Well, isn’t that just the most eloquent thing to ever come out of that orange streaked face? How can we believe Franco didn’t immediately drop trou and hit that shit.
My phone rang. She let it ring until I answered.
“You’re not going to let me sleep, are you?”
“Do you think this is me? Lindsay Lohan. Say it. Say it, like you have ownership. It’s not my name anymore.”
“I just want to sleep on your couch. I’m lonely.”
“We’re not going to have sex. If you want to come in, I’ll read you a story.”
“A bedtime story?”
“It’s called ‘A Perfect Day for Bananafish.’”
Do you think I’ve created this? This dragon girl, lion girl, Hollywood hellion, terror of Sunset Boulevard, minor in the clubs, Chateau Demon? Do you think this is me?
I love how he is already throwing his hands up, like “Yo don’t look at me, this bitch was crazy when I met her.”
She knocked on the door. She was in her pajamas. She had bare feet.
Once upon a time a guy, a Hollywood guy, read some Salinger to a young woman who hadn’t read him before. Let’s call this girl Lindsay. She was a Hollywood girl, but a damaged one. I knew that she would like Salinger, because most young women do. I read her two of the Nine Stories, “A Perfect Day for Bananafish” and “For Esmé—with Love and Squalor.” “Bananafish” was great because it has a nagging mother on the other end of the phone line, nothing like Lindsay’s real mother, but still, the mother-daughter thing was good for her to hear. And there’s the little girl in the story, Sibyl, and the pale suicide, Seymour, who kisses her foot and talks about bananafish with her, those fantastic phallic fish who stick their heads in holes and gorge themselves—it should be called “A Perfect Day for Dickfish”—and then, bam, he shoots himself.
Lindsay knows nothing about a nagging mother. Nope nope nope. And what’s with this “let’s call this girl Lindsay” shit? Franco already called her out by name. Pshhh.
Now we were lying in bed. I wasn’t going to fuck her. She had her head on my shoulder. She started to talk. I let her.

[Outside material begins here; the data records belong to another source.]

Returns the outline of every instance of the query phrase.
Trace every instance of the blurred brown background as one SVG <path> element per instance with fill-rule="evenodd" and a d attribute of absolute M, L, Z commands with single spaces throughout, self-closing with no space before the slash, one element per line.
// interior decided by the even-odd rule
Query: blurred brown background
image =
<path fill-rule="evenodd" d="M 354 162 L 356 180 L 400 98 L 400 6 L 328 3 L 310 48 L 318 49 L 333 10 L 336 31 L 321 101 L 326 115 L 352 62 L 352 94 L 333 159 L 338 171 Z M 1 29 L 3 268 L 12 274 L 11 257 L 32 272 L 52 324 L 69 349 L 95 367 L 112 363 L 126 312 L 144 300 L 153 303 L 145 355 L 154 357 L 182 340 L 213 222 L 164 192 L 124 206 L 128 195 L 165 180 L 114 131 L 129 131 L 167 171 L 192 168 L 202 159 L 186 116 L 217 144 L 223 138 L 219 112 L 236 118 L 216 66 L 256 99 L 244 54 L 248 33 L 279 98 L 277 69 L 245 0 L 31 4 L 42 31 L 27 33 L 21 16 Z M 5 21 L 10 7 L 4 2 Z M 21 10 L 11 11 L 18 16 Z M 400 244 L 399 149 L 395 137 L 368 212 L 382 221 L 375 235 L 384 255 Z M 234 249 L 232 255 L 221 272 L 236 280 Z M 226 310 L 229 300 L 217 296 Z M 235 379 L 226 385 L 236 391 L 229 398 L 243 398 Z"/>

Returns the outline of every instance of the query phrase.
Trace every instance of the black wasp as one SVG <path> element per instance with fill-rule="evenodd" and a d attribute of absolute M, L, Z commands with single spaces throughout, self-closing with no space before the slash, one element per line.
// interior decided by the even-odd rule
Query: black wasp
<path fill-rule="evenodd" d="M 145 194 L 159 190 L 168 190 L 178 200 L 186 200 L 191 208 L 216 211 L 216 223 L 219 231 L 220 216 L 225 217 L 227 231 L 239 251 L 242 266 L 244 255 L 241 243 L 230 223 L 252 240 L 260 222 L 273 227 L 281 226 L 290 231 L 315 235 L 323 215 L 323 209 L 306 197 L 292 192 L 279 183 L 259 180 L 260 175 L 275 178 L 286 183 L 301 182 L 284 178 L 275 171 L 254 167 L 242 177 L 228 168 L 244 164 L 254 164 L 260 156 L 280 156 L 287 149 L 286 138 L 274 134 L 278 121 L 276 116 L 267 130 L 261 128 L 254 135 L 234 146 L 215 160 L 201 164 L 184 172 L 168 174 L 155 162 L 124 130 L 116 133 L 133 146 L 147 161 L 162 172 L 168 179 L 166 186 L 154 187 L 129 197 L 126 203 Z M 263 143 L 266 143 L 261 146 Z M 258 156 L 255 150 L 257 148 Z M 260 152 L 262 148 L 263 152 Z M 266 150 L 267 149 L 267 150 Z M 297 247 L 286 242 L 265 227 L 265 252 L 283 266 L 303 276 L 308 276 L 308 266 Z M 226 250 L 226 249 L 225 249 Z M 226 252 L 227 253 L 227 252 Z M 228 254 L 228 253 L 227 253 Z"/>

“Before things got bad, I was in New York for the premiere of a film I did with Robert Altman and Meryl Streep. After the movie I took James Franco and Meryl’s two young daughters to the club du jour, Bungalow 8, in the Meatpacking District. It was my place. All my friends were there: school friends, my mother looking her slutty best, bodyguards, and Greeks. We had our own table in the corner, our own bottle.
“I took two Oxycontins and things got bad. The DJ was this bearded dude named Paul. I remember requesting Journey’s ‘Don’t Stop Believin’.’ I remember sitting back down, and I remember trying to speak up, to talk to that cute boy in a red gingham shirt, James.”
Lindsay then talks about mirrored bathrooms and watching yourself fuck. Also bitches at James for not doing her then. She ended up banging some Greek dude then, “a big-schnozzed, big-dicked, drunk motherfucker.” She called it the best night of her life.
Franco then tries to muster up sympathy for poor Lohan, mulling over the fact that she craves attention, and since she gets it for being both good and bad, how is she supposed to care which?
Instead of fucking her, I read her a short story about a neglected daughter.
Where is this dude’s Academy Award, Pulitzer, and Nobel Peace Prize? He deserves all the awards, for not only writing this masterpiece, but for GETTING Lohan. Really getting her. If you have 10 minutes and about 4000 brain cells to kill, you can head over to Vice’s website to read the entire thing. It’s really too bad they aren’t doing another season or Lindsay’s reality show. This would make for some epic episodes.